Zarząd spółki zapewnia, że zakład dalej będzie produkował wyroby tytoniowe i sprzedawał je, nawet w USA. Ale obiecywane inwestycje w filtry do papierosów nie ruszyły. I nie wiadomo, kiedy ruszą.
Tymczasem kupując zakład od Skarbu Państwa Biosyntec obiecywał, że w ZTL uruchomi pierwszą na świecie linię do produkcji filtrów do papierosów, ograniczających ryzyko zachorowania na raka. Francuzi mieli zainwestować w Lublinie 100 mln zł i dać pracę dla ok. 1000 osób.
Papierosy z innowacyjnymi filtrami miały pojawić się na rynku pod koniec ub. roku. Z obietnic do tej pory nic nie wyszło, o czym zaalarmowali nas zaniepokojeni o los firmy pracownicy. Obawiają się, że może czekać ich podobny los, co pracowników Protektora.
O inwestycje w zakładzie i jego przyszłość spytaliśmy zarząd spółki.
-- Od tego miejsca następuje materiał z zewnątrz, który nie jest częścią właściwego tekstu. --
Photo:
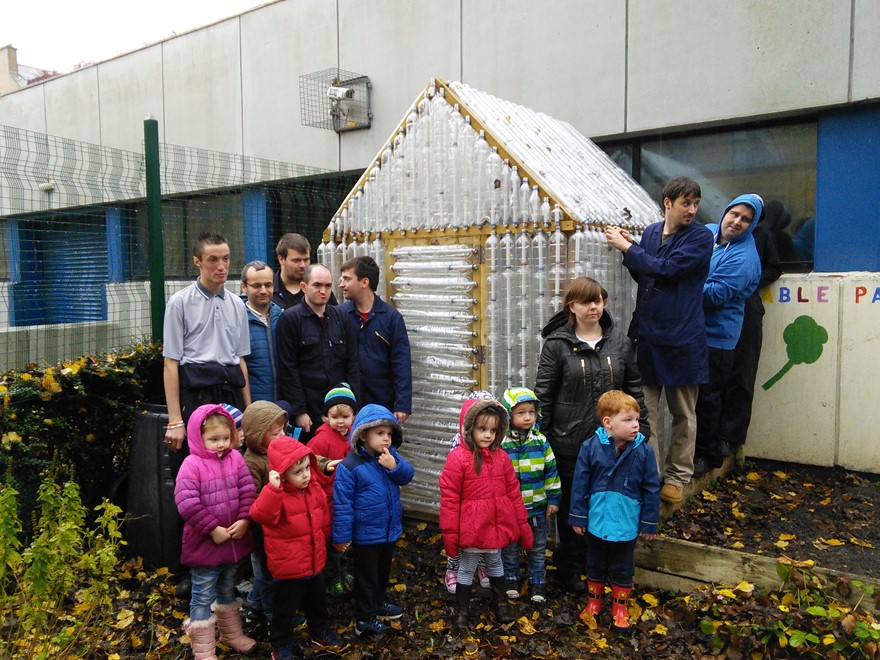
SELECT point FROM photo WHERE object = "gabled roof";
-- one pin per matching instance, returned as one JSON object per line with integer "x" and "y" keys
{"x": 568, "y": 168}
{"x": 578, "y": 175}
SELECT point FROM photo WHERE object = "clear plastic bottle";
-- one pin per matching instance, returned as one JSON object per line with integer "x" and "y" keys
{"x": 506, "y": 173}
{"x": 577, "y": 254}
{"x": 511, "y": 193}
{"x": 509, "y": 294}
{"x": 558, "y": 261}
{"x": 535, "y": 207}
{"x": 525, "y": 193}
{"x": 493, "y": 167}
{"x": 481, "y": 183}
{"x": 539, "y": 260}
{"x": 493, "y": 334}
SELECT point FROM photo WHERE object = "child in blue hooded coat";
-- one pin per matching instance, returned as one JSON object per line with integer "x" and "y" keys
{"x": 615, "y": 499}
{"x": 367, "y": 513}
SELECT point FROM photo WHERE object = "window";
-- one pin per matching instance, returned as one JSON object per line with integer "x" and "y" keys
{"x": 776, "y": 161}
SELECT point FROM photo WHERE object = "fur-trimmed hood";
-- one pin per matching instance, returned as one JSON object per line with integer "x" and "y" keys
{"x": 471, "y": 409}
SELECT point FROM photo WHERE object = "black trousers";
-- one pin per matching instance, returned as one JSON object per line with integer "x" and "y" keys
{"x": 710, "y": 408}
{"x": 737, "y": 396}
{"x": 570, "y": 555}
{"x": 372, "y": 568}
{"x": 614, "y": 559}
{"x": 289, "y": 596}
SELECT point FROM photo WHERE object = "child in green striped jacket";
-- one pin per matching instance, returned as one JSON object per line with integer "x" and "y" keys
{"x": 535, "y": 467}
Odpowiedź otrzymaliśmy dopiero po ukazaniu się tekstu.
– Przygotowanie produkcji filtrów tego typu jest skomplikowanym projektem i wymaga zarówno nakładu czasu, jak i inwestycji – wyjaśnia Dariusz Witkowski, prezes ZTL. – Filtry oparte o rozmaryn są obecnie objęte testami laboratoryjnymi i przygotowanie ich produkcji przemysłowej zajmie zapewne jeszcze kilka miesięcy.
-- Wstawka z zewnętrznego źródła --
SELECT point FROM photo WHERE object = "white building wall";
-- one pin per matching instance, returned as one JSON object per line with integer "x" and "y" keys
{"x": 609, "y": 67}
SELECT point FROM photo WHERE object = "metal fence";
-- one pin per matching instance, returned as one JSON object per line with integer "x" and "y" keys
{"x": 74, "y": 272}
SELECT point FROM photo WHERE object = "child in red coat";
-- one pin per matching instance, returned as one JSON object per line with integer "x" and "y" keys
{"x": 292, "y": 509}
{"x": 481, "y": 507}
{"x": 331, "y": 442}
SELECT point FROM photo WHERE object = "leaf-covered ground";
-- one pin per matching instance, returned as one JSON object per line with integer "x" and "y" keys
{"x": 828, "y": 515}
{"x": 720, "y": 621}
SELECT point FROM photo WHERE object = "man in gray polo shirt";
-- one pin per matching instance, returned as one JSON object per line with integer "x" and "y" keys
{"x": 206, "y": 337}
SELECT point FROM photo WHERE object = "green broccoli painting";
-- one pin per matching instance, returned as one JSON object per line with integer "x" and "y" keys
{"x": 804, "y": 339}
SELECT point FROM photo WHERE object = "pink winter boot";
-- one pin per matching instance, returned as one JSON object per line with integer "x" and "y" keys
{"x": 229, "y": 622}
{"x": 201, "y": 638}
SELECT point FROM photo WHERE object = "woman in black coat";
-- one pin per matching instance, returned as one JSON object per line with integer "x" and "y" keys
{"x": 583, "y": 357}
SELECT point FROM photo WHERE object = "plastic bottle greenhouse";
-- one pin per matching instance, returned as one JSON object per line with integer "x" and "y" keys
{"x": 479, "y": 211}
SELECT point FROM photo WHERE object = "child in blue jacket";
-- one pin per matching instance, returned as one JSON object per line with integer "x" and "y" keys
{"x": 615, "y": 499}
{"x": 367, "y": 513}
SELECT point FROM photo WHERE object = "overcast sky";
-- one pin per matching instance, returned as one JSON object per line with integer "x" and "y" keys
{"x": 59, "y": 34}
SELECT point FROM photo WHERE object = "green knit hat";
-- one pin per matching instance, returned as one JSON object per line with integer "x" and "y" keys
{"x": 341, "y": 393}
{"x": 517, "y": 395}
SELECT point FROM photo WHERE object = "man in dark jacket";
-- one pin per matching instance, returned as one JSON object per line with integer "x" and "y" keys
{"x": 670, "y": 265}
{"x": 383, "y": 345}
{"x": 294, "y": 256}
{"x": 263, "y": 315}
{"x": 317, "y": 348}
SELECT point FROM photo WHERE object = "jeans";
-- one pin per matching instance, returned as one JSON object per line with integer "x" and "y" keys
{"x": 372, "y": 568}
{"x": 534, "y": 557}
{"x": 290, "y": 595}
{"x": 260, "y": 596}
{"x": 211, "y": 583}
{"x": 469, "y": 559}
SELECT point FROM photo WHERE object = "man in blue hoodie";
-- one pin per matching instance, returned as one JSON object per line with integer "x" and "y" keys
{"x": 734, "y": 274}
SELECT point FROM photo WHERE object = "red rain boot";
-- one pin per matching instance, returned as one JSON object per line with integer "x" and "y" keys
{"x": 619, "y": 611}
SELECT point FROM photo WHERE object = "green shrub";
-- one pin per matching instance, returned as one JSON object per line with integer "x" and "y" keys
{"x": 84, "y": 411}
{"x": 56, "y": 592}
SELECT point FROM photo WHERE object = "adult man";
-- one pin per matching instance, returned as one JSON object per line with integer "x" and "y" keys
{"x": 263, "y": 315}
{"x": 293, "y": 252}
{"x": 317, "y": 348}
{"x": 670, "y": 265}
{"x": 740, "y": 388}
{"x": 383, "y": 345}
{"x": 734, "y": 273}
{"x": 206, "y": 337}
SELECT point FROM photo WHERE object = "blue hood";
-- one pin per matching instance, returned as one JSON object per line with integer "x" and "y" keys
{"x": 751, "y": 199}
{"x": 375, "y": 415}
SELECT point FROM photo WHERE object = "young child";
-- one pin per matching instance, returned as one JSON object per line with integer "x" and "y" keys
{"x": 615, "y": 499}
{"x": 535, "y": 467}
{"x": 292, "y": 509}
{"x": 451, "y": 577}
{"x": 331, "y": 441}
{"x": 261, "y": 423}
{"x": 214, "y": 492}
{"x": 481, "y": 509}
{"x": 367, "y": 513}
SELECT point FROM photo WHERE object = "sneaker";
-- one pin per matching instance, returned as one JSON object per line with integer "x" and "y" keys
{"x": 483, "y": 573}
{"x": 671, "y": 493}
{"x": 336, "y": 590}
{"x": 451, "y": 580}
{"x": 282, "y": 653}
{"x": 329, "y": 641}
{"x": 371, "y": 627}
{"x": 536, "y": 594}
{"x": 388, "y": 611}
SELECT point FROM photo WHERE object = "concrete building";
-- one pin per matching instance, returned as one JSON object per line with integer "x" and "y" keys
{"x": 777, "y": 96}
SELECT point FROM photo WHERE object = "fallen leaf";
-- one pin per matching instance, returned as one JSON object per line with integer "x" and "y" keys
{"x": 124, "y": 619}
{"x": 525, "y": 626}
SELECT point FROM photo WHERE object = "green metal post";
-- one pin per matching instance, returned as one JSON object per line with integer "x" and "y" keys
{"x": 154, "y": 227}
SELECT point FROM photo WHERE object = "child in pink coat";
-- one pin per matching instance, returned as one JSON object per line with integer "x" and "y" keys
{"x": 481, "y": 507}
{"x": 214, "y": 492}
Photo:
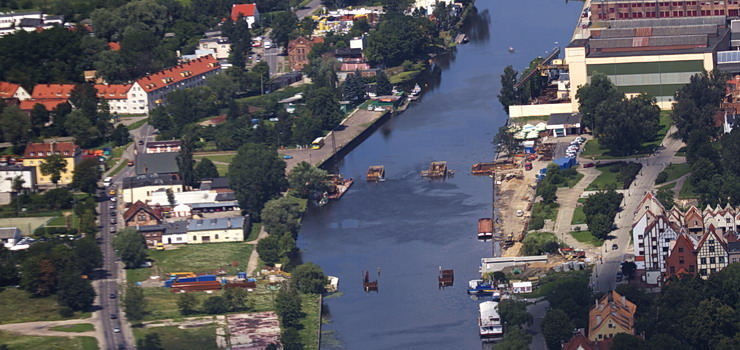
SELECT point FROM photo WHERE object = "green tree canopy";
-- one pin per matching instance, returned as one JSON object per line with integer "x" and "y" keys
{"x": 309, "y": 278}
{"x": 257, "y": 175}
{"x": 307, "y": 180}
{"x": 131, "y": 247}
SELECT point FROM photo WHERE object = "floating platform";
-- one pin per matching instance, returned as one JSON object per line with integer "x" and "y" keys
{"x": 437, "y": 169}
{"x": 376, "y": 173}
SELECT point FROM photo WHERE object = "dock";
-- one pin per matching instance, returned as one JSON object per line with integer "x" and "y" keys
{"x": 376, "y": 173}
{"x": 437, "y": 169}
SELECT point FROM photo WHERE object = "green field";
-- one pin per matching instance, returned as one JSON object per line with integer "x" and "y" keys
{"x": 605, "y": 179}
{"x": 593, "y": 149}
{"x": 675, "y": 171}
{"x": 578, "y": 216}
{"x": 198, "y": 258}
{"x": 174, "y": 338}
{"x": 17, "y": 306}
{"x": 586, "y": 237}
{"x": 687, "y": 191}
{"x": 74, "y": 328}
{"x": 27, "y": 342}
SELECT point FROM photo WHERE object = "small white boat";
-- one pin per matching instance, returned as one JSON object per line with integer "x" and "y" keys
{"x": 489, "y": 322}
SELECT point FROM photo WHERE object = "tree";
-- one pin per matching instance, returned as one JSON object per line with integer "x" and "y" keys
{"x": 75, "y": 292}
{"x": 282, "y": 25}
{"x": 269, "y": 249}
{"x": 290, "y": 339}
{"x": 236, "y": 299}
{"x": 185, "y": 162}
{"x": 53, "y": 166}
{"x": 505, "y": 141}
{"x": 131, "y": 247}
{"x": 383, "y": 85}
{"x": 628, "y": 269}
{"x": 308, "y": 180}
{"x": 309, "y": 279}
{"x": 697, "y": 102}
{"x": 120, "y": 135}
{"x": 280, "y": 216}
{"x": 589, "y": 96}
{"x": 134, "y": 302}
{"x": 288, "y": 306}
{"x": 187, "y": 303}
{"x": 514, "y": 313}
{"x": 150, "y": 341}
{"x": 514, "y": 339}
{"x": 353, "y": 89}
{"x": 215, "y": 305}
{"x": 665, "y": 197}
{"x": 624, "y": 341}
{"x": 323, "y": 103}
{"x": 509, "y": 95}
{"x": 86, "y": 176}
{"x": 206, "y": 170}
{"x": 556, "y": 328}
{"x": 14, "y": 125}
{"x": 257, "y": 175}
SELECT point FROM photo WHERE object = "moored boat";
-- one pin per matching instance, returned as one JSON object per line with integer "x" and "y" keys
{"x": 489, "y": 322}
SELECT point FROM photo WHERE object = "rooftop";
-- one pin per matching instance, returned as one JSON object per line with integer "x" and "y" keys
{"x": 151, "y": 180}
{"x": 157, "y": 163}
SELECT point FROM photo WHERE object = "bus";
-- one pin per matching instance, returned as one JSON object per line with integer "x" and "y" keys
{"x": 316, "y": 144}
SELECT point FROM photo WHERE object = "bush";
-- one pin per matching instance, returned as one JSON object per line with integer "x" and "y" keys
{"x": 662, "y": 177}
{"x": 66, "y": 312}
{"x": 537, "y": 223}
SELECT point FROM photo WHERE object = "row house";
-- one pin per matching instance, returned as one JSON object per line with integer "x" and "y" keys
{"x": 36, "y": 153}
{"x": 606, "y": 10}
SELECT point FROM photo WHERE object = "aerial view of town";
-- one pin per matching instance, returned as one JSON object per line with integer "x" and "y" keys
{"x": 369, "y": 174}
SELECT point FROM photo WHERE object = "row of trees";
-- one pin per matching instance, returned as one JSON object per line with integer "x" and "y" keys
{"x": 715, "y": 171}
{"x": 620, "y": 124}
{"x": 55, "y": 267}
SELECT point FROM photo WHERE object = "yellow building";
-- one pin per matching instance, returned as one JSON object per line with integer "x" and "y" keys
{"x": 37, "y": 152}
{"x": 612, "y": 314}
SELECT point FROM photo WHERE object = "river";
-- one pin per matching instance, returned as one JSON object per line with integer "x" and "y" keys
{"x": 408, "y": 226}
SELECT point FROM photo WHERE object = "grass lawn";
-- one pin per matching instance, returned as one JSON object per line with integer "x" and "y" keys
{"x": 310, "y": 332}
{"x": 255, "y": 231}
{"x": 675, "y": 171}
{"x": 594, "y": 149}
{"x": 32, "y": 309}
{"x": 605, "y": 179}
{"x": 578, "y": 216}
{"x": 224, "y": 158}
{"x": 200, "y": 258}
{"x": 75, "y": 328}
{"x": 587, "y": 237}
{"x": 687, "y": 191}
{"x": 172, "y": 337}
{"x": 27, "y": 342}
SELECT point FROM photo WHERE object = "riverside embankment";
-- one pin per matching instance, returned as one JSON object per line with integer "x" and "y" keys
{"x": 409, "y": 226}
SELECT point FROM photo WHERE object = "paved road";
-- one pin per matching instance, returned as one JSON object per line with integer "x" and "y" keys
{"x": 308, "y": 9}
{"x": 603, "y": 278}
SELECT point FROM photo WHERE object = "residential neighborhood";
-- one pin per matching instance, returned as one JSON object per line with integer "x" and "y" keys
{"x": 222, "y": 174}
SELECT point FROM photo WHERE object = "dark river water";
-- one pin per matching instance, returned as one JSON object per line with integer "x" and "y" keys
{"x": 409, "y": 226}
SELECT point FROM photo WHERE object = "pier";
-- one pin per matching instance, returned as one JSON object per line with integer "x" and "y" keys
{"x": 338, "y": 142}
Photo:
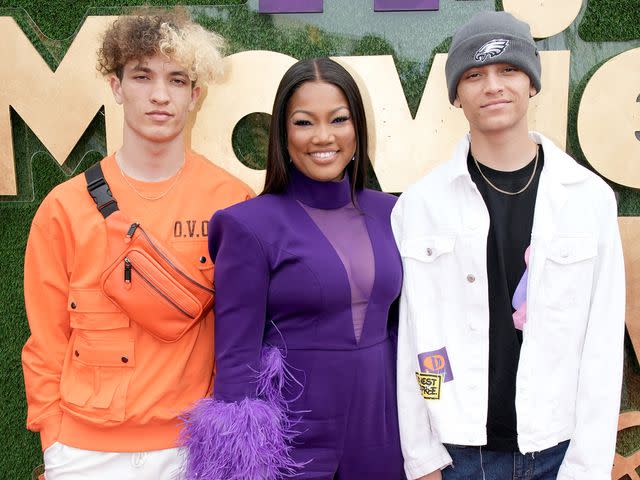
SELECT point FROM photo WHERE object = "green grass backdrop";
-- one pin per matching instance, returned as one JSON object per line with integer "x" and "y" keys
{"x": 51, "y": 26}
Zarząd wyjaśnia też, że planowana budowa akademików nie wynika ze zmiany profilu, ale z "dążenia do optymalizacji kosztów prowadzenia działalności”. – Profil podstawowej działalności ZTL pozostanie bez zmian – deklaruje Witkowski.
To nie uspokaja pracowników i kontrahentów. – W ostatnim roku nie słyszałem o nowych inwestycjach, a zakłady powinny się rozbudowywać i rozwijać produkcję – mówi Kazimierz Stępniak, plantator tytoniu i akcjonariusz ZTL. – Teraz sporo jest inwestorów, którzy dzielą zakład na kawałki i wszystko sprzedają. Wystarczy wspomnieć o mleczarni w Turowie. Nie wiem, czy w ZTL nie będzie podobnie.
– Niedawno zainwestowano w maszyny, ale to nie były duże pieniądze. Oczekujemy więcej – mówi jeden z działaczy związkowych w ZTL. Nie chce wypowiadać się pod nazwiskiem.
Kiedy ruszy obiecana produkcja filtrów? – To inna bajka. O filtrach nic nie słychać – przyznaje związkowiec.
Zakłady Tytoniowe w Lublinie
ZTL zostały sprzedane w lutym ub. roku. Francuska spółka Biosyntec kupiła od Skarbu Państwa 70 proc. akcji firmy za ok. 32 mln zł. W głównym zakładzie w Lublinie pracuje 150 osób, a 250 w spółce-córce w Krasnymstawie.